Gwen raised her hands, palms out, and murmured a spell Moira couldn’t hear. She didn’t give the bitch time to complete it, she went on the offensive. Knife in one hand, she flipped the spout on the bottle of holy water and used it to put out the black candles that burned around the room. She squirted one out and was shocked when they all went out simultaneously.
That was a new one.
Gwen screamed and turned her palms toward Moira. Waves of dark energy pulsed forward. No one could see it except her, not even Gwen. Moira turned her knife, moving it rapidly to deflect the spell.

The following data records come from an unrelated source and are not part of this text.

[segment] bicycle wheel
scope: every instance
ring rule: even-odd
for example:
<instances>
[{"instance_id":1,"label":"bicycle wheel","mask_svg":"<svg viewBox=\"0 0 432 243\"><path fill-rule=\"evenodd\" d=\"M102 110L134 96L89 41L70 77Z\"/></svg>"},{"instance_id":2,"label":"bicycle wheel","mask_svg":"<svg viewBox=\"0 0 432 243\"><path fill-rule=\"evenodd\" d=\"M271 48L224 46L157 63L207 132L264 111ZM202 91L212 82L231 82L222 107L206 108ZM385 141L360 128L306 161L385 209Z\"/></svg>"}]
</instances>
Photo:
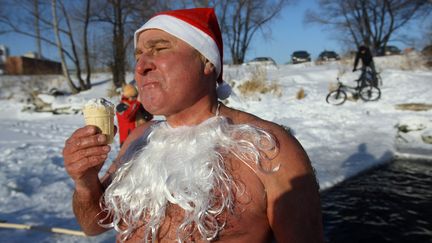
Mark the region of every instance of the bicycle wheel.
<instances>
[{"instance_id":1,"label":"bicycle wheel","mask_svg":"<svg viewBox=\"0 0 432 243\"><path fill-rule=\"evenodd\" d=\"M378 87L367 85L360 88L359 95L364 101L376 101L381 97L381 90Z\"/></svg>"},{"instance_id":2,"label":"bicycle wheel","mask_svg":"<svg viewBox=\"0 0 432 243\"><path fill-rule=\"evenodd\" d=\"M345 91L339 89L331 91L326 97L327 103L332 105L342 105L346 99Z\"/></svg>"}]
</instances>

But Gwen was powerful, and the energy started building around them, a potent blanket that would suffocate them if Moira couldn’t figure out a way to stop her. Out of the corner of her eye, she saw that Rafe had already taken out the lone male—he was on the ground, unconscious. Grant was trying to get to Tori, but Gwen’s three minions, which included April, had circled around her and used jolts of electricity to force Grant back.
Moira shouted to Rafe, “Watch her,” and he knew who she meant. He walked around to distract Gwen, while Moira turned and jumped in front of Grant. She could see the electric sparks coming from April’s asthame. She deflected them with her knife. Her arm burned, but she continued her defensive assault, sending sparks everywhere. To her great surprise, when April’s magical energy hit her knife, everyone could see the sparks. They were no longer magic, but real flames.
“How did you do that?” April cried as a flame hit her black gown and began to smoke.
“I didn’t,” Moira said, but she couldn’t explain what was happening. April ran from the room. The other two witches didn’t have a fraction of the power, and they backed off.
One of them yelled, “The curtains are on fire!”
Moira ordered Grant to get Tori, and she turned to help Rafe.
He was on his knees, a fierce and angry Gwen over him with a knife raised above her head.
Moira threw her knife at Gwen and it hit her in the chest. Darkness soaked the black gown and blood dripped—flowed—from her mouth. She dropped her asthame and staggered backward, reaching for the knife in her chest. She grabbed the hilt, but her hand jerked away, as if burned. Her mouth worked rapidly, but no sound came out as she fell to her knees, then to the floor. All the candles lit at once, high and burning hot, scorching the ceiling, which began to smoke.